Steffen Planthaber; Udo Frese; Wiebke Brinkmann; Raúl Domínguez; Melvin Laux; Mehmed Yüksel; Andreas Bresser; Frank Kirchner
In: Engineering Proceedings, Vol. 133, No. 1, Pages 1-10, MDPI, 5/2026.

Abstract

Celestial bodies in the solar system have long been of particular interest in space science. Some questions, e.g., those concerning the origin of life, require on-site landing and exploration. Due to signal delay, some degree of autonomy provided by artificial intelligence (AI) is needed. Motivated by planetary exploration missions, the German Research Center for Artificial Intelligence (DFKI) has developed methods for (semi-)autonomous control of vehicles and robots on extraterrestrial bodies. To validate the software, we conduct extensive field tests in terrestrial analog environments. Field tests can be seen as an intermediate step between development and laboratory testing and real-world deployment in an extraterrestrial environment.

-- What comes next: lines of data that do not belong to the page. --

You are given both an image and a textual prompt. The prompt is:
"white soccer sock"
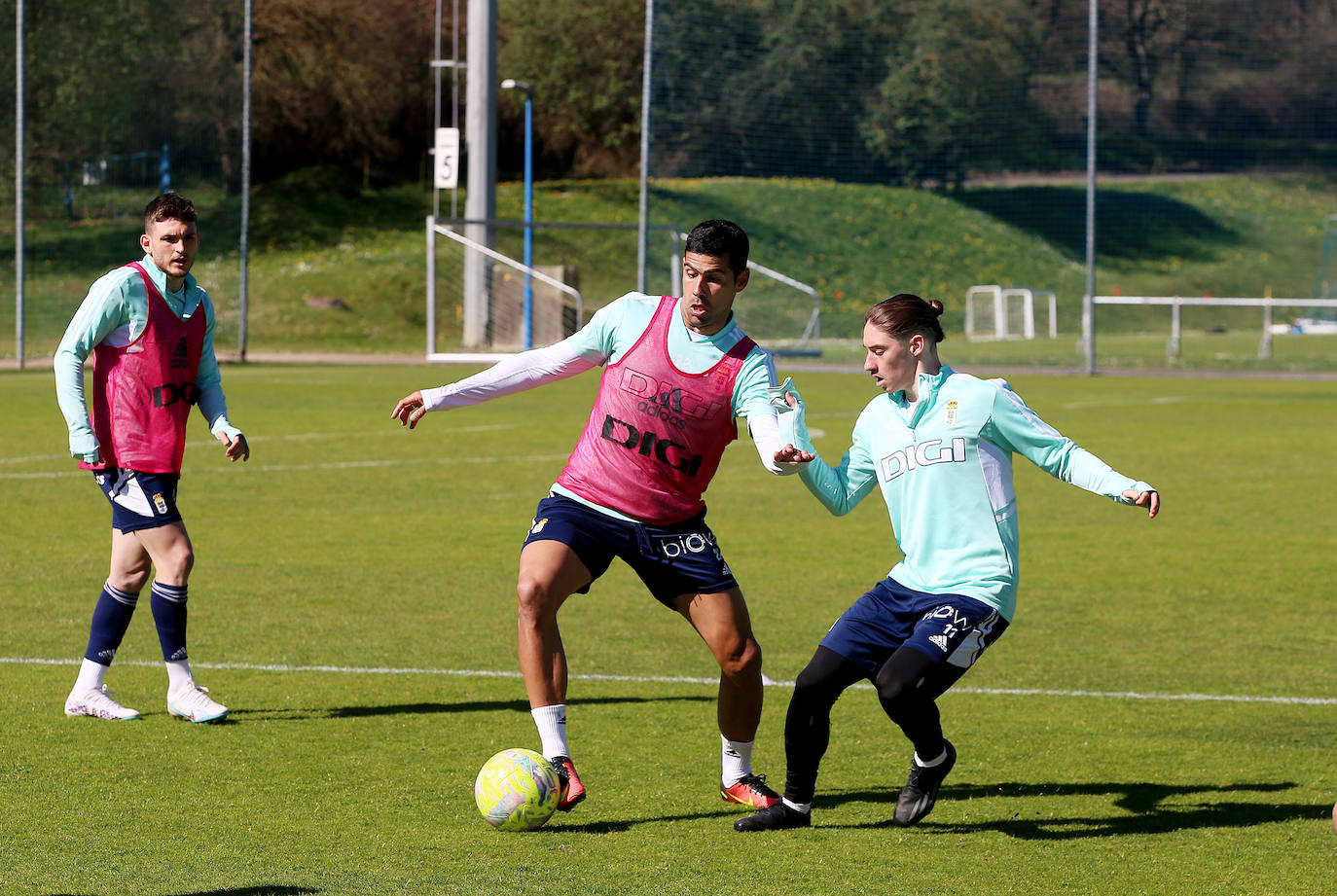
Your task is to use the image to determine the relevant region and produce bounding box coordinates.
[529,703,571,760]
[719,735,757,788]
[164,660,194,690]
[75,657,107,692]
[915,746,947,769]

This paper describes the challenges of testing AI and robotic systems in analog environments, with a focus on the additional dependencies that arise during the preparation and execution of such field tests. The robots and software tested in these field tests are based on more than a decade of development across various projects, covering a wide range of AI systems and applications, including geometric planning, probabilistic perception, deep learning, and robot construction for open challenges inplanetary exploration.